The idea of differential privacy is to add noise to the result of a query about a data set, so that the noise masks information about any individual in a data set. The level of noise must be proportional to the maximum impact any individual can have on the result of the query. This sensitivity metric depends entirely on the query, not on the input data.
Determining this maximum impact can be challenging, if not downright intractable. It is therefore useful to design queries in a manner that make it straightforward to determine their sensitivity.
In an ML pipeline, there are multiple stages at which we can insert noise to achieve differential privacy: on the training data, during training, on the trained model, or on the model outputs. Of these, we can probably discard adding noise to the training data since this high-dimensional data would need a lot of noise for masking, and we should avoid adding noise to the weights of the trained model.

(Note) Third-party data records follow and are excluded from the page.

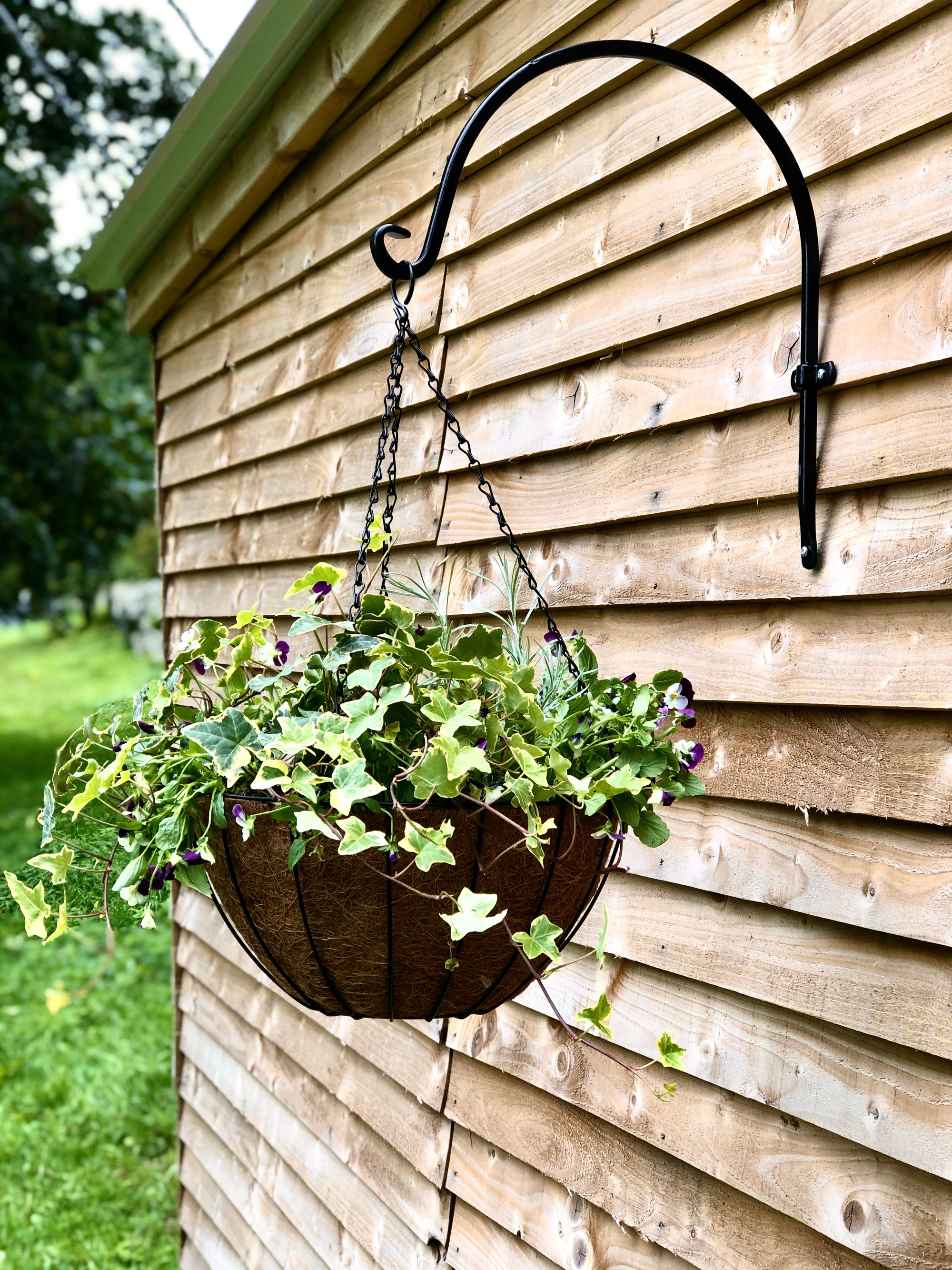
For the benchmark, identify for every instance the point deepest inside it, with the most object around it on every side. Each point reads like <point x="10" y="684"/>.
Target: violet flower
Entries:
<point x="694" y="757"/>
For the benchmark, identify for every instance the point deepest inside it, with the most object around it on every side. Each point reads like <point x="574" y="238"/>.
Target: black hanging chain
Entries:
<point x="476" y="468"/>
<point x="389" y="427"/>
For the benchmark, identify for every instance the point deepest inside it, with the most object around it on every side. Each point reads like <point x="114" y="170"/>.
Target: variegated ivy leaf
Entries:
<point x="471" y="913"/>
<point x="309" y="822"/>
<point x="48" y="817"/>
<point x="229" y="740"/>
<point x="672" y="1053"/>
<point x="597" y="1016"/>
<point x="370" y="676"/>
<point x="352" y="784"/>
<point x="63" y="925"/>
<point x="540" y="940"/>
<point x="602" y="938"/>
<point x="320" y="573"/>
<point x="58" y="865"/>
<point x="452" y="715"/>
<point x="32" y="905"/>
<point x="358" y="837"/>
<point x="429" y="845"/>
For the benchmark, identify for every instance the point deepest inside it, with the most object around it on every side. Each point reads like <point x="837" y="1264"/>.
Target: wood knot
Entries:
<point x="853" y="1216"/>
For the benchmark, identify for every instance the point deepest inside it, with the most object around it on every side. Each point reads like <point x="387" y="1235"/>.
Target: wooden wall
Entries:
<point x="616" y="315"/>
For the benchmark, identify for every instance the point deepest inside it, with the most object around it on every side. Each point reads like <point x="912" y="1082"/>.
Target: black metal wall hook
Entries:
<point x="809" y="375"/>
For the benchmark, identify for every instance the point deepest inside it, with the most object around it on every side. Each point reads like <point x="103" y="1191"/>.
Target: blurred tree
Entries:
<point x="92" y="98"/>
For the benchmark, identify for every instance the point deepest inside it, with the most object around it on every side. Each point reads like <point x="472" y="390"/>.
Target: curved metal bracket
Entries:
<point x="808" y="376"/>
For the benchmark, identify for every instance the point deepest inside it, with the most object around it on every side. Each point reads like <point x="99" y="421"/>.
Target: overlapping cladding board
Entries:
<point x="616" y="314"/>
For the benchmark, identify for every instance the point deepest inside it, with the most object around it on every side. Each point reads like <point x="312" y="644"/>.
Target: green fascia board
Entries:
<point x="252" y="69"/>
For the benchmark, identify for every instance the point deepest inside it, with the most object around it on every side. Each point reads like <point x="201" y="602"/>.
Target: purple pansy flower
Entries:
<point x="694" y="757"/>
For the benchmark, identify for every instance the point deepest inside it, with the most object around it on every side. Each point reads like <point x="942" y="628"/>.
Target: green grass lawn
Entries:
<point x="87" y="1109"/>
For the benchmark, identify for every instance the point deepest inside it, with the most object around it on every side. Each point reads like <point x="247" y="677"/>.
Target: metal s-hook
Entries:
<point x="809" y="375"/>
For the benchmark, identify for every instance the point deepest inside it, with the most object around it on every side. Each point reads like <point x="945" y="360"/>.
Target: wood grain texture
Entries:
<point x="414" y="1130"/>
<point x="870" y="762"/>
<point x="357" y="44"/>
<point x="225" y="592"/>
<point x="328" y="347"/>
<point x="676" y="1206"/>
<point x="240" y="1208"/>
<point x="880" y="541"/>
<point x="367" y="1217"/>
<point x="478" y="1244"/>
<point x="876" y="324"/>
<point x="288" y="407"/>
<point x="879" y="985"/>
<point x="880" y="875"/>
<point x="791" y="1166"/>
<point x="874" y="100"/>
<point x="871" y="435"/>
<point x="545" y="1214"/>
<point x="319" y="470"/>
<point x="205" y="1237"/>
<point x="885" y="653"/>
<point x="300" y="1206"/>
<point x="329" y="526"/>
<point x="892" y="1100"/>
<point x="417" y="1063"/>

Adding noise to outputs is entirely feasible, assuming that we can determine the model's overall sensitivity score. This allows training the model with true data, giving us good convergence and optimal model performance. I'll discuss the issue of multiple queries later.
In contrast, the idea of DP-SGD is that we can inject this noise during the training. During training of a neural network, we know exactly how much influence any individual can have on the model outputs. This influence is characterized as the gradient that will be used for updating the weights. These gradients will typically be very small, especially since they are dampened by the learning rate. Additionally, DP-SGD clamps the gradients to a known interval, giving us hard bounds that we can use to determine sensitivity. Thus, the level of noise required to differential privacy is also very small, allowing us to train a model with potentially slower convergence but still very good overall performance.
Importantly, the DP-SGD approach allows us to show that the trained model itself is differentially private. Nothing we can do with the model will break the differential privacy guarantees, so that its outputs don't need additional noise to achieve differential privacy.
Let's contrast this with adding noise afterwards.
- Determining the sensitivity of the model as a whole is more difficult than determining the sensitivity of gradients. Differential privacy requires us to be pessimistic, meaning that we will likely arrive at looser bounds for the sensitivity, meaning that we will have to add more noise.
- More noise means that the differentially-private query outputs have less value.
- If multiple queries are possible, it is necessary to prevent the distribution of responses from being recovered.
This point about multiple queries is discussed briefly in the linked article about DP-SGD:
However as we’ve discussed earlier, the privacy loss would accumulate every time you queried the model, so you’d have to add noise proportional to the number of queries.
To understand this, let's consider a flawed attempt at adding nose to a true query result in order to achieve some level of privacy:
model = ...
std_deviation = ... # based on model sensitivity + privacy budget
def predict(input):
true_result = model(input)
anonymized_result = noise() * std_deviation + true_result
return anonymized_result
Asking for multiple predictions for the same input might give use an empirical distribution of output values:
frequency
^ =
| =
| = ==
| = ====
| ===============
+------------------> output
It's not difficult to take a guess where in that output space the true output might be. Thus, if repeated queries are allowed, the added noise can be defeated.
There are two categories of approaches for fixing this:
We can re-interpret the query for which we need to determine sensitivity from a single query to a series of queries. Since multiple queries could leak more data, we would need correspondingly more noise for masking. For example, this might spread out the empirical distribution further, providing less information about the true value:
frequency
^
|
|
| ======= ==
| ================
+------------------> output
Unfortunately, adding more noise means making the query outputs less valuable. And as the number of queries grows, the required noise for masking would approach infinity. This could be avoided by enforcing a hard limit on the number of queries, but we'd still require a lot of noise, and this might not be possible in practice (especially when considering that multiple attackers can collude, so this limit cannot be per-attacker, but must be a global limit on the number of all queries ever made).
We can determine noise in a way so that repeated queries will always return the exactly same noisy output, avoiding any additional leakage through repeated queries. For example, we might change our prediction function:
saved_anonymized_results = {}
def predict(input):
if input not in saved_anonymized_results:
true_result = model(input)
saved_anonymized_results[input] = noise() * std_deviation + true_result
return saved_anonymized_results[input]
This would lead to an empirical output distribution like the following, i.e. a delta distribution:
frequency
^ =
| =
| =
| =
| =
+------------------> output
There are still some issues with this.
For example, it might require a substantial amount of storage over the lifetime of the model. This can perhaps be mitigated by using the input as a seed for a random number generator that samples the noise.
More importantly, if similar input values can be expected to have similar output values, then we could still recover the output distribution for an input by sampling nearby inputs (e.g. predict(input + epsilon) for many small but distinct values for epsilon). Note that neural networks generally have exactly this property, since they operate on real numbers and must use differentiable activation functions for efficient training.
All of this illustrates that trying to determine a query's true sensitivity can be quite challenging unless that query is carefully designed. So while we could add noise afterwards to the output of a model, DP-SGD gives us tight bounds on sensitivity, and correspondingly allows us to get by with less noise than some other approaches.